The rest of the material was added through individual costs at a previously agreed price. All the costs were calculated to be at least 25% cheaper than the less expensive private hospital costs. Prices can be seen in Table 1.
The decision to implant a coated (drug-eluting) stent was made by the attending cardiologist caring for the patient and the interventional cardiologist who performed the intervention.
In all procedures, the full cost was paid to the appropriate vendor representative. The vendor paid all the expenses and the rest was deposited on a bank account. The patient paid nothing else for the use of the cath lab.
A social worker was pivotal in getting the proper information to the family or payer, and arranging to have the amount described paid by the patient and/or his/her family before the procedure so that we had no problems financially.
Our first 1,000 patients are divided into the following groups: male (646) and female (354).
From the procedure standpoint, numbers are as follows:
• Diagnostic Caths 533
• PTCA and stents 261
• Biopsies 4
• Valvuloplasties 5
• EP studies 20
• Pacemakers 177
Regarding pacemakers, since Medtronic provides our facility with permanent implantable devices, seventy-two of the 177 pacemakers were generously donated by the company to patients who lacked economic funding. All other pacemakers provided no revenue for the hospital. All of the devices have been dual chambers, except for seven bi-ventricular pacemakers which were implanted in patients with congestive heart failure.
Of the global management income (See Table 2), there have been revenues of USD$771,930 ($7,719,300 pesos). Of these global incomes, in the setting of these first 1000 procedures, the cath lab has earned USD$192,982 ($1,929,825 pesos), 25% of the income, for maintenance and the future acquisition of a new lab.

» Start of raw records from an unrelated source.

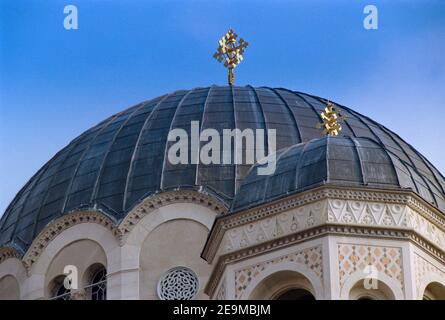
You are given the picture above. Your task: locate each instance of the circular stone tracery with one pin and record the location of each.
(179, 283)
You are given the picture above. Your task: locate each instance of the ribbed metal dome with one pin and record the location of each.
(114, 165)
(339, 161)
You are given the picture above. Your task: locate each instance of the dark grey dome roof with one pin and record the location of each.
(117, 163)
(339, 161)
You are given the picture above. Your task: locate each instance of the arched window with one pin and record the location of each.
(97, 289)
(296, 294)
(59, 291)
(434, 291)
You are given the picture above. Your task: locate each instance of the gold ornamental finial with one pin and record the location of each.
(330, 117)
(231, 52)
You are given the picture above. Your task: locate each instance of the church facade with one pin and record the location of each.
(354, 216)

The daily minimum salary in Guadalajara is USD$4.90 ($49 pesos). In order to pay for a cardiac diagnostic study, a person would have to work 83.6 days. Like the United States, the Mexican population has increased its percentage of older population, which is elevating the costs of medical care for cardiovascular disease. Medical treatment for patients over 85 has more than doubled the proportion of health expenditures from 17% of the average population to 35%.3 Among the challenges of the new millennium will be trying to find creative and innovative ways to bring efficacy, efficiency, safety and equal opportunity to expensive issues such as cardiovascular disease. In our efforts, we have found teamwork to be the glue of success, basing our structure and development on the needs of our three components: patient, physician and industry.

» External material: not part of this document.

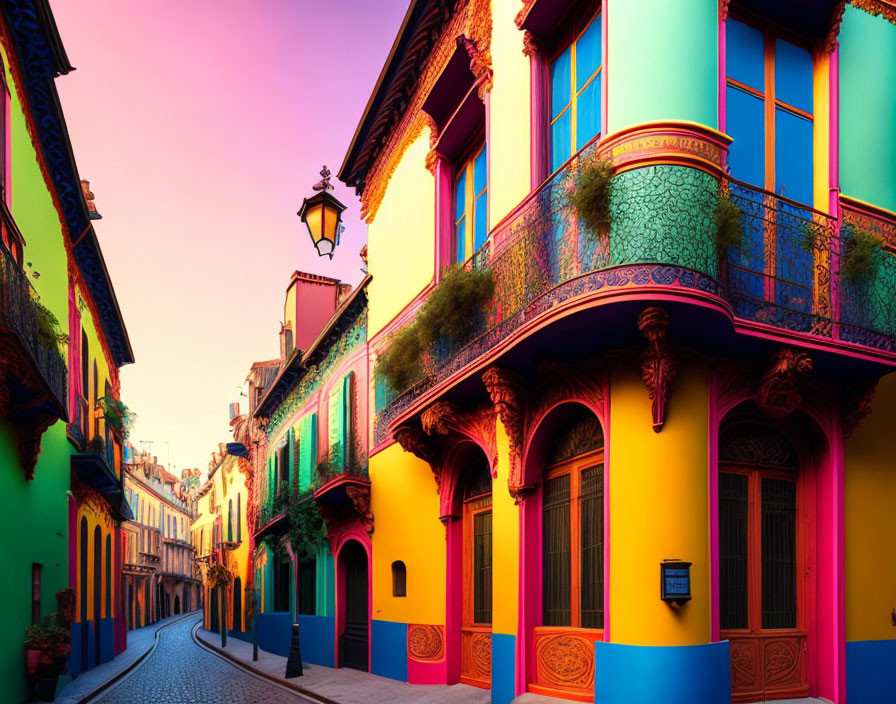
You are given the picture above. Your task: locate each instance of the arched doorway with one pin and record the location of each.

We have not yet received a budget from the hospital for the daily performance of the cath lab. Nevertheless, we have completed than 1000 procedures at our institution through the application of our own methods. As a result, vendors, physicians, and patients have been kindly rewarded with the use of new catheters and devices. Patients are provided with the same devices they could receive in a private hospital in the city and the vendors are being paid fair prices for their products in cash.4
We wish to motivate and share our strategy with all of those unable to perform diagnostic and interventional cardiology due to budget deficits. If properly arranged, leasing and direct purchases can strengthen relationships and provide financial rewards for vendors and physicians. Twenty-five percent of the global revenues is achievable if the project is properly managed. Support from the hospital board of directors is essential for the proper spinning of the wheel. Financial, labor and legal advice should always be involved.

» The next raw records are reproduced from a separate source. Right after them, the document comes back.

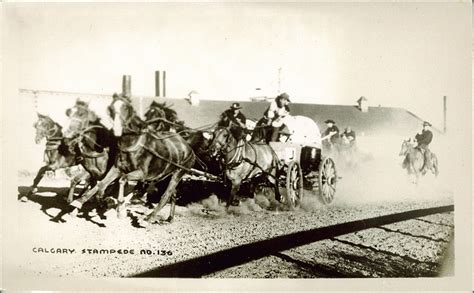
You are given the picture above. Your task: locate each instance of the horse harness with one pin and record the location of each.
(238, 158)
(140, 144)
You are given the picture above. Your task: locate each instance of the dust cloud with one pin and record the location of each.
(373, 174)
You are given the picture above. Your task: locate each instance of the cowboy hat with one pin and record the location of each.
(284, 96)
(235, 106)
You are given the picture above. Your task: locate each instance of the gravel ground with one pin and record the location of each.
(206, 227)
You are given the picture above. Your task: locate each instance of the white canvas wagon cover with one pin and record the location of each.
(303, 130)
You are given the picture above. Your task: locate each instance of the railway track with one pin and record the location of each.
(405, 244)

The authors can be contacted at email@example.com
1. Holloway D. Cath Lab management. Cath Lab Digest Nov 2006;14(11):1-10.
2. Czarnecki R. Supply inventory models for the cardiac catheterization laboratory. Cath Lab Digest Dec 2004;12(12):24-28.
3. Steinwachs DM, et al. The future of cardiology: Utilization and costs of care.JACC 2000 Mar 15;35(4):1092-1099.
4. Williams J. Cutting Cath Lab Supply Costs. Managing the Margin Oct 2006:1-3. Available at: provider.thomsonhealthcare.com/uploadedFiles/10_06_MTM2_Cath%20Lab.pdf. Accessed March 19, 2008.